9. The big data cleaning method based on building structure safety monitoring as claimed in claim 8, wherein the concrete steps of step (4) are:

(4.2) removal of the monitor dataset { x) using one-dimensional wavelet decomposition_iAnd short-period components of the raw temperature data of the sensor to be processed to obtain a smoothed monitoring data set { x'_i1, 2, …, n and smoothed temperature data set t'_i}(i＝1，2，…，n)；

monitoring data difference set { dv_iThe method is as follows:

{dv_i}＝{x’_i}-{x_ij (i ═ 1, 2, …, n) (equation 2)

Temperature data difference set { tv_iThe method is as follows:

{tv_i}＝{t’_i}-{t_ij (i ═ 1, 2, …, n) (equation 3)

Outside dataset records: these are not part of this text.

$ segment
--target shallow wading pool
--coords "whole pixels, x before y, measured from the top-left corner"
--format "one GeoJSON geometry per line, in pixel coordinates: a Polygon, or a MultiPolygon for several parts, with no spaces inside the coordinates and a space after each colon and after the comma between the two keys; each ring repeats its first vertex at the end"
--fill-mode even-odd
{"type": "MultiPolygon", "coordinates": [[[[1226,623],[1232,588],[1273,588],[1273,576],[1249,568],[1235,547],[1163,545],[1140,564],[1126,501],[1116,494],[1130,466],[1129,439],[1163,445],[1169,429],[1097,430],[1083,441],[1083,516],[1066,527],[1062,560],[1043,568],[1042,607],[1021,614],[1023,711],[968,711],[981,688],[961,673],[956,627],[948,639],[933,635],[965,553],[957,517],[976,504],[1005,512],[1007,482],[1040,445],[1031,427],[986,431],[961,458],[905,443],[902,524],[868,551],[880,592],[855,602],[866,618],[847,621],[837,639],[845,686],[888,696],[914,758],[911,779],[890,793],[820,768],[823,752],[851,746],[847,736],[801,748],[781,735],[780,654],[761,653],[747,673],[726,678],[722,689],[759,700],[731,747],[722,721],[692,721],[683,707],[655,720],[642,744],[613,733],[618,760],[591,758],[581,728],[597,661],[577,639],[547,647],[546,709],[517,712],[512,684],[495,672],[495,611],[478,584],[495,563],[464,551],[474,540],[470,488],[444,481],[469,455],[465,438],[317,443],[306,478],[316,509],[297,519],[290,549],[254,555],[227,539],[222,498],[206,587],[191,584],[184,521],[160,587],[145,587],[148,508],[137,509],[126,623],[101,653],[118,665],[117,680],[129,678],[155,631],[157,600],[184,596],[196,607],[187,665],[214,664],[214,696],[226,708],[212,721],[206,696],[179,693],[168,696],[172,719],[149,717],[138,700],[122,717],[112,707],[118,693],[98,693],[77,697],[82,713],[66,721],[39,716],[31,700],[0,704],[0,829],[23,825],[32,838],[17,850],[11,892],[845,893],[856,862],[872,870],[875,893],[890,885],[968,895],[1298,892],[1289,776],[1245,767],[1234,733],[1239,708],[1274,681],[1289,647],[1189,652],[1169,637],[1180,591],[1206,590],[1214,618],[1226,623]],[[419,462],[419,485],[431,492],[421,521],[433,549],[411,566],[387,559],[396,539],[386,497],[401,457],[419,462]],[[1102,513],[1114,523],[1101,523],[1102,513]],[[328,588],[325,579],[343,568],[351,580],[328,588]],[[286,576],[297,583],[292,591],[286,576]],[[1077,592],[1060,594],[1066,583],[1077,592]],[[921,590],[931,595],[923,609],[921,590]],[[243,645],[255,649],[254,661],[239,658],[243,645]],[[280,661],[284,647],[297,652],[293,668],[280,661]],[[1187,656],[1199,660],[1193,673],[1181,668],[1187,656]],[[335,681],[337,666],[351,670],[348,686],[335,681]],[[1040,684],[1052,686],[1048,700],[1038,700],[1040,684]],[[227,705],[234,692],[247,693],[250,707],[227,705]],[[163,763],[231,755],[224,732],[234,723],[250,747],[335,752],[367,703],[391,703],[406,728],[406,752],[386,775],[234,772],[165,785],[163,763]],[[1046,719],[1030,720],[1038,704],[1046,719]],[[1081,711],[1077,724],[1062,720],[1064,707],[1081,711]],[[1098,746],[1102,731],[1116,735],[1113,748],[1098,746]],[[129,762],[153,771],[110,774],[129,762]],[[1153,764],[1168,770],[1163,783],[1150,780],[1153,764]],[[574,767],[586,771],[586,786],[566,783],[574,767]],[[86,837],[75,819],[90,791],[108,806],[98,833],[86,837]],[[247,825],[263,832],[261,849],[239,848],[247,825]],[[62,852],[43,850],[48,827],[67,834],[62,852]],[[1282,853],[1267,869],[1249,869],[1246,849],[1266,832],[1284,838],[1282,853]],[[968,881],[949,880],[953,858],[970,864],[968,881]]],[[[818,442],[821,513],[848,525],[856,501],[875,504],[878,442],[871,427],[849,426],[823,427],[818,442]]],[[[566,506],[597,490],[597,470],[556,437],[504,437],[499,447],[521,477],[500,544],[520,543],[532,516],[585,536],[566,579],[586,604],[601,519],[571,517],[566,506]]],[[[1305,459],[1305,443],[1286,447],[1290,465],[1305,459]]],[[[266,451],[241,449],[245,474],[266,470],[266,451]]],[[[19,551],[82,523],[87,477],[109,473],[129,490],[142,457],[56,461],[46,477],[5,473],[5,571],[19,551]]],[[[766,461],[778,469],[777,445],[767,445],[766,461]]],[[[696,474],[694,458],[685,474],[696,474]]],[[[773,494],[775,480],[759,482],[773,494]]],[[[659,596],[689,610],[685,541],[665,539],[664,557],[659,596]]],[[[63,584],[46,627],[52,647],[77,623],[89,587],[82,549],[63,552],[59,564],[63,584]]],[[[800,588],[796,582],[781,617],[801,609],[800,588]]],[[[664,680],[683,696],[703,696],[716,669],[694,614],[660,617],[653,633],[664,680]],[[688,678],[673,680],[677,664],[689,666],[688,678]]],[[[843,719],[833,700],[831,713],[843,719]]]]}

(4.4) calculating a set of difference values { dv } of the monitored data_iFind the mean value mu and standard deviation sigma of (i ═ 1, 2, …, n), and find the monitoring data difference set { dv_iData out of the range (μ -3 σ, μ +3 σ) in (i ═ 1, 2, …, n) is recorded in the monitoring data difference set { dv_iPosition in (i ═ 1, 2, …, n), which is recorded as the set of monitored abnormal trip point data positions { dv-location }_k1, 2, …, p is the number of the abnormal jumping point data;

do not process the same element(ii) a Will be located in the monitoring abnormal jumping point data location set { dv-location_kPosition set of middle and temperature abnormal jumping point data { tv-location }_lThe different elements of the page are marked as the jumping point data positions; in the data set { x_iThe data value of the corresponding position is marked as NaN ″ } (i ═ 1, 2, …, n), and a processed data set { z ═ is obtained_i}(i＝1，2，…，n)。